In 1976, when the founders of the Black Athletes Hall of Fame put together that year’s class of inductees, they decided to honor Ora Washington, the preeminent Black female athlete of the early-20th century.
But they ran into a problem — they couldn’t find her. They optimistically engraved the customary silver bowl and placed a chair for her on the presentation stage, hoping she would appear. She did not. “We just don’t know what to think,” Hall of Fame founder Charlie Mays told the New York Times.
As the mystery of Washington’s whereabouts persisted, Mays remained upbeat. “Fame has finally found its way into Miss Washington’s life,” he said. “Hopefully it will be better late than never.”
But for Washington herself it was too late. She had died in Philadelphia five years earlier.
Washington dominated Black women’s tennis in the 1920s and 1930s, winning the singles title of the all-Black American Tennis Association every year but one from 1929 to 1937, and taking 12 straight doubles titles from 1925 to 1936. She won her final ATA championship in her late forties, when she and partner George Stewart defeated Walter Johnson and rising teenage star Althea Gibson for the 1947 mixed doubles crown.

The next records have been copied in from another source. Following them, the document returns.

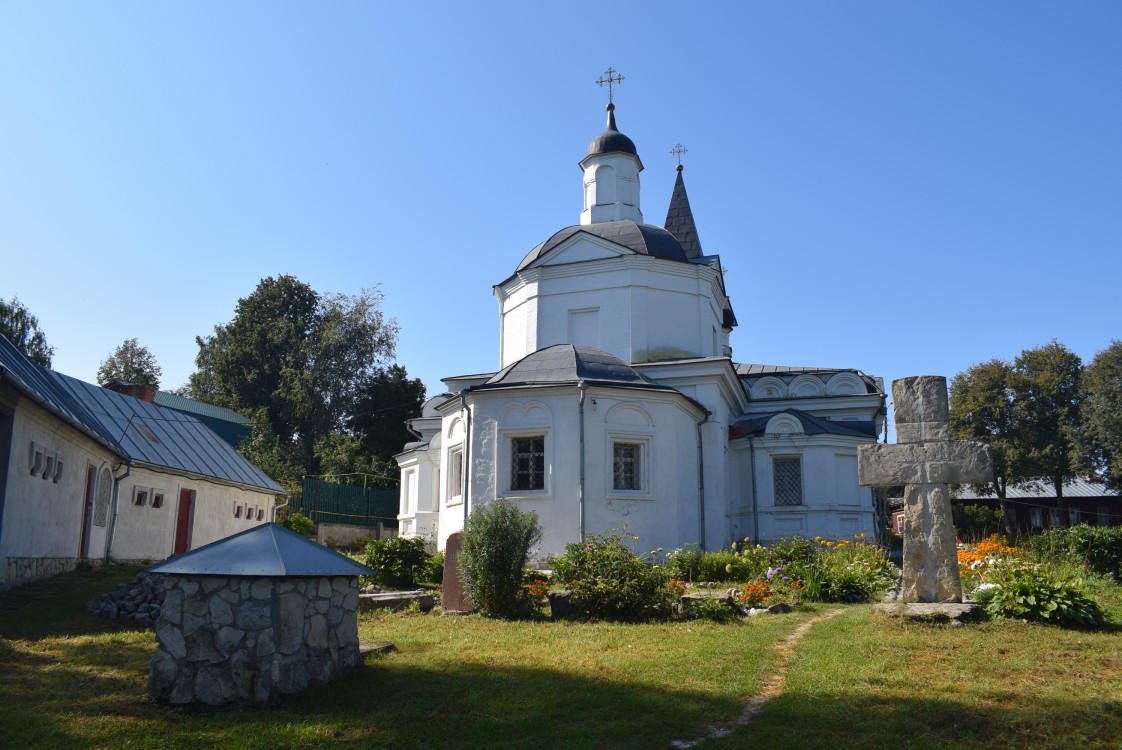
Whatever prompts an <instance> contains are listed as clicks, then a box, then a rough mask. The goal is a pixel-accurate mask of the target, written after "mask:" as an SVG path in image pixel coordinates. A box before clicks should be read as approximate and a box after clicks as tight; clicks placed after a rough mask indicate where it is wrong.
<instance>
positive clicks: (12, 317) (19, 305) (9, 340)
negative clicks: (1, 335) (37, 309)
mask: <svg viewBox="0 0 1122 750" xmlns="http://www.w3.org/2000/svg"><path fill="white" fill-rule="evenodd" d="M0 333H2V335H3V337H4V338H6V339H8V340H9V341H11V344H12V346H15V347H16V348H17V349H19V350H20V351H22V353H24V354H26V355H27V356H28V357H30V359H31V362H34V363H38V364H40V365H43V366H44V367H50V357H52V356H53V355H54V354H55V348H54V347H53V346H47V337H46V336H44V333H43V331H40V330H39V319H38V318H36V317H35V315H33V314H31V313H30V312H29V311H28V309H27V308H26V307H25V305H24V303H22V302H20V301H19V298H18V296H13V298H11V300H10V301H9V300H3V299H0Z"/></svg>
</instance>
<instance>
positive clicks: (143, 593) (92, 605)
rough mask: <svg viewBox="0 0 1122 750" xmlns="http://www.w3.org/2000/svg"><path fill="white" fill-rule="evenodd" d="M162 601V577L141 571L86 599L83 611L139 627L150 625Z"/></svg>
mask: <svg viewBox="0 0 1122 750" xmlns="http://www.w3.org/2000/svg"><path fill="white" fill-rule="evenodd" d="M163 602H164V576H160V575H157V574H150V573H141V574H140V575H138V576H137V577H136V579H135V580H131V582H128V583H123V584H120V585H119V586H118V587H117V588H116V589H113V591H111V592H109V593H108V594H101V595H99V596H95V597H93V598H92V600H90V601H89V602H86V605H85V611H86V612H89V613H90V614H92V615H93V616H95V618H109V619H110V620H126V621H130V622H134V623H136V624H137V625H139V626H141V628H153V626H154V625H155V624H156V620H158V619H159V611H160V607H162V606H163Z"/></svg>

She also towered over Black women’s basketball, playing 12 seasons for the Philadelphia Tribunes, a barnstorming team that sparked excitement everywhere they went. An ad for a 1932 game dubbed Washington and teammate Inez Patterson “two of the greatest girl players in the world” and promised they would “make you forget the Depression.” In 1938, when the team traveled to Greensboro, N.C., to take on Bennett College, the local paper lauded them as “the fastest girls’ team in the world,” paced by “the indomitable, internationally famed and stellar performer, Ora Washington.”

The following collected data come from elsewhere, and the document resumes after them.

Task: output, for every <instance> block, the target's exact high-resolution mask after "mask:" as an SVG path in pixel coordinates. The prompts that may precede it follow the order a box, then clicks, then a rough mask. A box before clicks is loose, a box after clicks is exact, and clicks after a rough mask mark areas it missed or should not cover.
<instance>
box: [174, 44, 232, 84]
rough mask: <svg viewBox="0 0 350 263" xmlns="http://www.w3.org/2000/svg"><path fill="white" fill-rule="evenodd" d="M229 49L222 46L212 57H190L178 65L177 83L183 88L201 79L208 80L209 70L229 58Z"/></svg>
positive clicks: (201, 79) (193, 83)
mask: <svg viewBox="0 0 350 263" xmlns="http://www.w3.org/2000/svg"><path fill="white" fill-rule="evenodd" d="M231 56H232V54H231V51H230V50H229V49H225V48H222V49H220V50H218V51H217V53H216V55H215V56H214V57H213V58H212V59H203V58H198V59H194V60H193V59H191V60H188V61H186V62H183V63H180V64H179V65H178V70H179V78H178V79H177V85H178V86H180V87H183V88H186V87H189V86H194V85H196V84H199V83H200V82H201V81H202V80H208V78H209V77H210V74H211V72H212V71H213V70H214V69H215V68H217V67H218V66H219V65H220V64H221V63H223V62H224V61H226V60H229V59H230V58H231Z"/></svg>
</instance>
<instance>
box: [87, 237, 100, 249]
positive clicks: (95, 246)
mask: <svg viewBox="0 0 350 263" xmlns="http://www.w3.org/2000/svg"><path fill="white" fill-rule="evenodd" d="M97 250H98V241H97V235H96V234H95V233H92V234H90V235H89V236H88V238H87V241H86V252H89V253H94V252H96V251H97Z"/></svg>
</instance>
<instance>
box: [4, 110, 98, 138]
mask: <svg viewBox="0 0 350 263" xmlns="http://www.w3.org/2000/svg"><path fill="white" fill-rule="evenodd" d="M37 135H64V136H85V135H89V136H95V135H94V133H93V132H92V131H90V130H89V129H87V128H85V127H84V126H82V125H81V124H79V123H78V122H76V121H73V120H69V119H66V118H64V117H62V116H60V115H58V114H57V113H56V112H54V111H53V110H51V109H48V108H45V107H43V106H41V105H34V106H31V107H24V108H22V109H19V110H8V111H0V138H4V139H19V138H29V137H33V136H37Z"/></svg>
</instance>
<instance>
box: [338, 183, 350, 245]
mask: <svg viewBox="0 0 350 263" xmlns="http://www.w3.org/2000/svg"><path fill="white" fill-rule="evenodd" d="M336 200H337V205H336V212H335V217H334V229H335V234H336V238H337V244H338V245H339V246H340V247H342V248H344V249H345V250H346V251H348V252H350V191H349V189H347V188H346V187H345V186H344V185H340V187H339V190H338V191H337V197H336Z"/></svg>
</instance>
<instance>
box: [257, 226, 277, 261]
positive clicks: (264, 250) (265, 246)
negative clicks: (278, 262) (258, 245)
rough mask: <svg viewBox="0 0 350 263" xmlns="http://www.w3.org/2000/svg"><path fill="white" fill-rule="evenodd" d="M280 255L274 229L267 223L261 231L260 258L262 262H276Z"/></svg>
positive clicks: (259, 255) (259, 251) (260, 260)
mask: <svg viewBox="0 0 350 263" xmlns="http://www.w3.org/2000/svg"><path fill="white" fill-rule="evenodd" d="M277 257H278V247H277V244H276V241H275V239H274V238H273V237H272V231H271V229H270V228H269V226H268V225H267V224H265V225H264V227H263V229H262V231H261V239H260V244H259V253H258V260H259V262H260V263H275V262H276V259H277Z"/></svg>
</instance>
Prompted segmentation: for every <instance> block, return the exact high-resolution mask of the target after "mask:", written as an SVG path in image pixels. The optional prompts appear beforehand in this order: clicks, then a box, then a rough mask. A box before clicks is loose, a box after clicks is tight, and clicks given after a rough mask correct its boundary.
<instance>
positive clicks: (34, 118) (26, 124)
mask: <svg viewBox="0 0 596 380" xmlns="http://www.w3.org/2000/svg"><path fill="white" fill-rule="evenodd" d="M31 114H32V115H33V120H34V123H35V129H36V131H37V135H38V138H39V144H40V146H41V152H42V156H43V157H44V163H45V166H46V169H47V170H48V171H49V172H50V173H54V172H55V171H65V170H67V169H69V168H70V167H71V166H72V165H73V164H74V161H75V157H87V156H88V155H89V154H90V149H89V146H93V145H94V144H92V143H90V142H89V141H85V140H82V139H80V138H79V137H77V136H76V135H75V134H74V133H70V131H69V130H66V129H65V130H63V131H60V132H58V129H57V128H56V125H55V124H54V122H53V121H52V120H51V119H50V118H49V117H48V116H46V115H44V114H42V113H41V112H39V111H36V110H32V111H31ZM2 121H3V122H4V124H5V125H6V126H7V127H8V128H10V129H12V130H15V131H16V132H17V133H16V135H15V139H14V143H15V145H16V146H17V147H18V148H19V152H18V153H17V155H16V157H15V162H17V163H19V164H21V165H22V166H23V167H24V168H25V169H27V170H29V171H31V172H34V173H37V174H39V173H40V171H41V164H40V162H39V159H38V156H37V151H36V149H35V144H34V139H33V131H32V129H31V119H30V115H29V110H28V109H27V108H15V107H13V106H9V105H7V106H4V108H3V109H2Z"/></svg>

Washington blazed her own trail. Born at the close of the 19th century in rural Caroline County, Va., she migrated to Philadelphia as a teenager and took a job as a housekeeper. She didn’t pick up a tennis racket until her twenties, but she took to the game immediately, winning her first ATA crown in 1929, around the time of her 30th birthday. (Her exact birth date is unknown.) By 1931, the Chicago Defender observed, “her superiority is so evident that her competitors are frequently beaten before the first ball crosses the net.” Her achievements were widely covered in the Black press, making her the nation’s first Black female athletic star.